Il a critiqué la fixation du seuil de la procédure de retrait obligatoire, défini par l'article 5 du projet de loi, ainsi que certains des choix de transposition effectués par le texte. Il a regretté que la rédaction de l'article 10 du projet de loi réserve le pouvoir de décision aux seuls actionnaires, estimant qu'il convenait de faire participer les salariés à la prise de décision. Il a craint que le mécanisme de réciprocité de l'article 11 ne soit difficile à mettre en oeuvre compte tenu de la difficulté de prouver, en pratique, l'existence de mesures équivalentes aux mesures tendant à limiter les pouvoirs des organes d'administration, de surveillance ou de direction en période d'offre publique, notamment lorsque l'initiateur de l'offre est soumis au droit d'un Etat tiers à l'Union européenne.

En réponse, M. François-Noël Buffet, rapporteur pour avis, après avoir indiqué que la commission ne s'était pas saisie de l'article 5 du projet de loi qui modifiait le code monétaire et financier, a relevé que l'octroi du pouvoir de décision aux actionnaires dans le cadre de l'article 10 était conforme aux principes généraux du droit des sociétés.
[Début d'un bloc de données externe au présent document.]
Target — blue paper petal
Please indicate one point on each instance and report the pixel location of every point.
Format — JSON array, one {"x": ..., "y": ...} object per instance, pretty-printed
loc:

Il a précisé que l'interprétation de la notion de « mesures équivalentes » serait précisée par l'Autorité des marchés financiers.

M. Jean-Jacques Hyest, président, a souligné que le projet de loi comportait des modifications au code du travail afin de renforcer l'information des salariés, indiquant que la législation française faisait une place à la participation des salariés dans le cadre des sociétés commerciales, à commencer par les sociétés européennes. Il a jugé que le droit des offres publiques d'acquisition avait été moralisé depuis une vingtaine d'années, constatant par ailleurs l'existence d'offres de grande ampleur menées par des sociétés françaises, M. Richard Yung soulignant, pour sa part, le caractère très offensif dans ce domaine de grands groupes français.

Puis la commission a examiné les amendements présentés par le rapporteur pour avis.

A l'article 10 (approbation ou confirmation par l'assemblée générale des mesures susceptibles de faire échouer l'offre publique), la commission a adopté un amendement de précision.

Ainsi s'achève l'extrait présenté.